Убить его хотелось за эти щелчки. В самом деле, пора понять, что ей уже не семь лет. Не десять и даже не пятнадцать. Что она давно уже серьезная взрослая женщина с серьезной взрослой профессией.
– Я не дуюсь, – ответила она, отворачиваясь.
– Слушай, а что это мы с тобой, как два дурака, стоим под дождем, когда можно пойти в машину и спокойно там разговаривать? Ты не знаешь, случайно?
– Мы не под дождем стоим, а под зонтом, – поправила Лена.
– Это чудовище ты называешь зонтом? – поинтересовался Женька, насмешливо глянув на купол, который за время их разговора, оказывается, успел уже вывернуться наружу двумя спицами.
– Зонт как зонт, – ответила Лена, почему-то обидевшись. Несмотря на то, что сама этот зонт жутко не любила.
– Ладно, не переживай, я тебе новый подарю! На день рождения! Хотя нет, постой… У тебя ведь день рождения, кажется, недавно прошел…
– Потрясающая у тебя память, Шевцов. Не зря в школе учителя хвалили.
– Ох, не зря! – Он, кажется, и не заметил ее язвительного тона. – Не голова – компьютер! Так мы идем в машину? Или так и будем здесь торчать под этим твоим, с позволения сказать, зонтом?
Ей совершенно не хотелось идти к нему в машину. Хотелось обидеться на него – за то, что щелкал ее по носу, что называл ее зонт чудищем, что потерял номер ее телефона и забыл, когда у нее день рождения. Обидеться и послать его подальше.
А больше всего на свете хотелось его разлюбить.

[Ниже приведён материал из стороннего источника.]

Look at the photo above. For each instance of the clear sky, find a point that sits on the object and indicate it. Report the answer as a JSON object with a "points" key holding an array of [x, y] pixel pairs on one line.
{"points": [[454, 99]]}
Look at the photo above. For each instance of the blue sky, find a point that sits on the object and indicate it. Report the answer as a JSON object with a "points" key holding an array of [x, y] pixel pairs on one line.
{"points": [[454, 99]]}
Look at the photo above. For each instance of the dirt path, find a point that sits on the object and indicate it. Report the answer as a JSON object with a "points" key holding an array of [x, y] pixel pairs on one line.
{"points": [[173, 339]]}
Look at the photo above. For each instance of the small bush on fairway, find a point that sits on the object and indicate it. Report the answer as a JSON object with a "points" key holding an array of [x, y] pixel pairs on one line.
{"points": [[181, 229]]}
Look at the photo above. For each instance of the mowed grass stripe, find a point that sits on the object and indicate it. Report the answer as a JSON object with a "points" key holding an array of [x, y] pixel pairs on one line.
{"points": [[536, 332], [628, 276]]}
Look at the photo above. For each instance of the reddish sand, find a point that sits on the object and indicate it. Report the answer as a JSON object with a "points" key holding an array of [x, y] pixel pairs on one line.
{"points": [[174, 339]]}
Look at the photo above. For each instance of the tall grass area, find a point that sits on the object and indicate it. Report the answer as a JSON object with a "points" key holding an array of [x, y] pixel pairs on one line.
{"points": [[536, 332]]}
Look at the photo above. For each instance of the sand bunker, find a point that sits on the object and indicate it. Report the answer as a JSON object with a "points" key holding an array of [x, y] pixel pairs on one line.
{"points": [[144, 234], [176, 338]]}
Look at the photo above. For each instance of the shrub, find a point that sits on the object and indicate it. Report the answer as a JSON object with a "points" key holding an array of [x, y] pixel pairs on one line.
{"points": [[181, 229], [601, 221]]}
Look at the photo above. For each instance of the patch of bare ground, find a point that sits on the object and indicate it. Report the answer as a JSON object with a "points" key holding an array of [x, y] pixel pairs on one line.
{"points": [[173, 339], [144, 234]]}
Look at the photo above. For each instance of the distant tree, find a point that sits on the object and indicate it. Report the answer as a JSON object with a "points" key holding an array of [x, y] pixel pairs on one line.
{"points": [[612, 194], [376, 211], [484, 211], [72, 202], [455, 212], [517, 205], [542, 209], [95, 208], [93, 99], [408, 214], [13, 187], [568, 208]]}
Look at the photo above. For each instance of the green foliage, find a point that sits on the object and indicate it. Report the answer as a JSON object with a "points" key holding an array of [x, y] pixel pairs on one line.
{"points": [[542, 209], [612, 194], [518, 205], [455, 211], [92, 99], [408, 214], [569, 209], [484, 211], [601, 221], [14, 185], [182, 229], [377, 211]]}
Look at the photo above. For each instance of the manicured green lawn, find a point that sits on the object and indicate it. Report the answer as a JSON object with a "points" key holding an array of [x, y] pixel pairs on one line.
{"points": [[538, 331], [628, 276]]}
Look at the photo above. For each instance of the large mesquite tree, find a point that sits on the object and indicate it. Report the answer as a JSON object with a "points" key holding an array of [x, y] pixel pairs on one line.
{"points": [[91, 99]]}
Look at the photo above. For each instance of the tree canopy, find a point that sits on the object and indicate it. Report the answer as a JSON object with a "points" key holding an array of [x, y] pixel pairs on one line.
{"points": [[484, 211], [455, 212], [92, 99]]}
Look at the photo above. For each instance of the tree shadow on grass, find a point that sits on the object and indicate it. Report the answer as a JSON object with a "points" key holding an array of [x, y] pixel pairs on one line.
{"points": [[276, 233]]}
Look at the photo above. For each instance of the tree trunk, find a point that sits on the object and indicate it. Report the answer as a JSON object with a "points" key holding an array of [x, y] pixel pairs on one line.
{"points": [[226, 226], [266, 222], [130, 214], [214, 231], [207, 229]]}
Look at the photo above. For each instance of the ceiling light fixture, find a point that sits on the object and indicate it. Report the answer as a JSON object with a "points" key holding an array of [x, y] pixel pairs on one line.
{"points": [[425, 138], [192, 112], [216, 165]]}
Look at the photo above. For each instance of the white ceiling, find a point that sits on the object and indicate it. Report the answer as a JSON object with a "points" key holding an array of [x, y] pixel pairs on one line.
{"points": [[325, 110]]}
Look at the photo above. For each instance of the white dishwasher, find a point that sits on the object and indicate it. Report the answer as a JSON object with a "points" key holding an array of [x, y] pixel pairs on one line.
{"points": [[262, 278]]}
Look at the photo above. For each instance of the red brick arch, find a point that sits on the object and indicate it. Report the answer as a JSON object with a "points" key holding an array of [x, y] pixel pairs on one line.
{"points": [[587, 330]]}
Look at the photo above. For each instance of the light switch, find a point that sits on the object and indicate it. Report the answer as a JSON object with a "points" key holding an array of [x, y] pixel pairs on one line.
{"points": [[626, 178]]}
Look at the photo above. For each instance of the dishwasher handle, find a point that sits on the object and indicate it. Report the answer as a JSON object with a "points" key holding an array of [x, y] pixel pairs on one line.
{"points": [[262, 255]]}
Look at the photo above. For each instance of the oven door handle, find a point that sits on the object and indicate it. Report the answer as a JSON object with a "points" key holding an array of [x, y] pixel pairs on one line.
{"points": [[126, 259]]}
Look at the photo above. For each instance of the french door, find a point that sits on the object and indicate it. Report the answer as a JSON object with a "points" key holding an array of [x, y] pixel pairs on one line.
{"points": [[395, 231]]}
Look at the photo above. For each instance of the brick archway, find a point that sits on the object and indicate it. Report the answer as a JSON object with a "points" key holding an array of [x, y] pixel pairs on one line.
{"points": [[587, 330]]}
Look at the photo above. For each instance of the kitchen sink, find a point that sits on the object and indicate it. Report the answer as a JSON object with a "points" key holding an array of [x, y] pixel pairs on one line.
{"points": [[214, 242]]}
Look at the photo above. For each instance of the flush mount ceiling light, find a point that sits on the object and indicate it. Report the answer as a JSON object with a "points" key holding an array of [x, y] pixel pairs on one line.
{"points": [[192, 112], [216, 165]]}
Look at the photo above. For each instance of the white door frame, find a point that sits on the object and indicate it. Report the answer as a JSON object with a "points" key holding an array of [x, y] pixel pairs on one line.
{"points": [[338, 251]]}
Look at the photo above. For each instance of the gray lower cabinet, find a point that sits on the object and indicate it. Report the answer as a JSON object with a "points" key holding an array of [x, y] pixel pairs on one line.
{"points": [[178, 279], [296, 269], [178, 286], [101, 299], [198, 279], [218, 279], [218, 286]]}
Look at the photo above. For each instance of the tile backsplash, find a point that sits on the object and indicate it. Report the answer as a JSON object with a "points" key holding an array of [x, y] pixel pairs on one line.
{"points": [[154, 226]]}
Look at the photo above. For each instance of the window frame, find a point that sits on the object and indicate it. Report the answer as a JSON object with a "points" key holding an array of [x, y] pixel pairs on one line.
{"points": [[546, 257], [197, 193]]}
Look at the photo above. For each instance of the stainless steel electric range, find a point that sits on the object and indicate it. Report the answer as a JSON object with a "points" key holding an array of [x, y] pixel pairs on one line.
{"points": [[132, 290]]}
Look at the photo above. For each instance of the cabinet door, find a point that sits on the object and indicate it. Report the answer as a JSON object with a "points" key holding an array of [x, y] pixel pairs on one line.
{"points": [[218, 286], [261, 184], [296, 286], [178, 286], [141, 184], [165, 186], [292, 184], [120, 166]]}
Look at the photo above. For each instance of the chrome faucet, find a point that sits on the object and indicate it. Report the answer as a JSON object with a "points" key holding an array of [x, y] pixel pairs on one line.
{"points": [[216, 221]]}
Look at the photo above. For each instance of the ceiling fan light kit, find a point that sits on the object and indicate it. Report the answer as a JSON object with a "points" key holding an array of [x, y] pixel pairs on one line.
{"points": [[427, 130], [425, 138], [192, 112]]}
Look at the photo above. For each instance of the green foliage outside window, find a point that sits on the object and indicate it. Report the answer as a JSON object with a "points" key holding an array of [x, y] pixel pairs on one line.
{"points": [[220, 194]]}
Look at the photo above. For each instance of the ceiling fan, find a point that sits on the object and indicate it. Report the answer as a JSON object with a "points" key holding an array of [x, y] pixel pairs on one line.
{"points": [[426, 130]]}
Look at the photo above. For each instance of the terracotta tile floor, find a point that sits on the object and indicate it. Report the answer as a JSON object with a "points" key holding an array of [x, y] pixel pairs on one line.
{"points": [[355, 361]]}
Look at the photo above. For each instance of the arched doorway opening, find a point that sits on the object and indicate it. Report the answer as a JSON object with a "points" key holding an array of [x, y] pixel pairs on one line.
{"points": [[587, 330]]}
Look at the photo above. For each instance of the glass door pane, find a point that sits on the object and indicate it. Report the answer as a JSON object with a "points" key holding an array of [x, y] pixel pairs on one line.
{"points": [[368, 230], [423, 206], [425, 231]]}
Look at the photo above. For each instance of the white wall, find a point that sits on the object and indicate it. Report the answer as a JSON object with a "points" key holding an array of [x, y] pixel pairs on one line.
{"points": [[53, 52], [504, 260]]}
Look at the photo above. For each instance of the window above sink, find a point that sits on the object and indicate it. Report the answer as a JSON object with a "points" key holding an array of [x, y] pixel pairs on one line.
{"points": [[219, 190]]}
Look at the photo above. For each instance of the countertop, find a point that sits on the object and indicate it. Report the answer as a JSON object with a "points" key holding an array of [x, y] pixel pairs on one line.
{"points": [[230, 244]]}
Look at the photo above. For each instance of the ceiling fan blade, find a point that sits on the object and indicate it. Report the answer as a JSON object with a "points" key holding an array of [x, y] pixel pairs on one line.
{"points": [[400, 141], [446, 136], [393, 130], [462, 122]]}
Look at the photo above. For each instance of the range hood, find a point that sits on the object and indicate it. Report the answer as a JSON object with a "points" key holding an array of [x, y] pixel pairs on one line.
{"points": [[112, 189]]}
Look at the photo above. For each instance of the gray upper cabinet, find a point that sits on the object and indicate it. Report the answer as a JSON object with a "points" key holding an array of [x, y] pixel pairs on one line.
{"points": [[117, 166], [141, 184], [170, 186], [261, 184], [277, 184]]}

– Пойдем! – Он потянул ее за руку, и она пошла, не сопротивляясь, как послушная марионетка, которая только для того и создана, чтобы ее дергали за веревочки.
В машине было тепло и сухо. Тихонько работал приемник, настроенный на какую-то классическую радиостанцию, беззвучно бегали по лобовому стеклу дворники, а внутри, под сиденьем, был спрятан какой-то хитрый прибор, который делал это сиденье ужасно теплым.
Лена совсем не разбиралась в машинах и не знала, что это за прибор.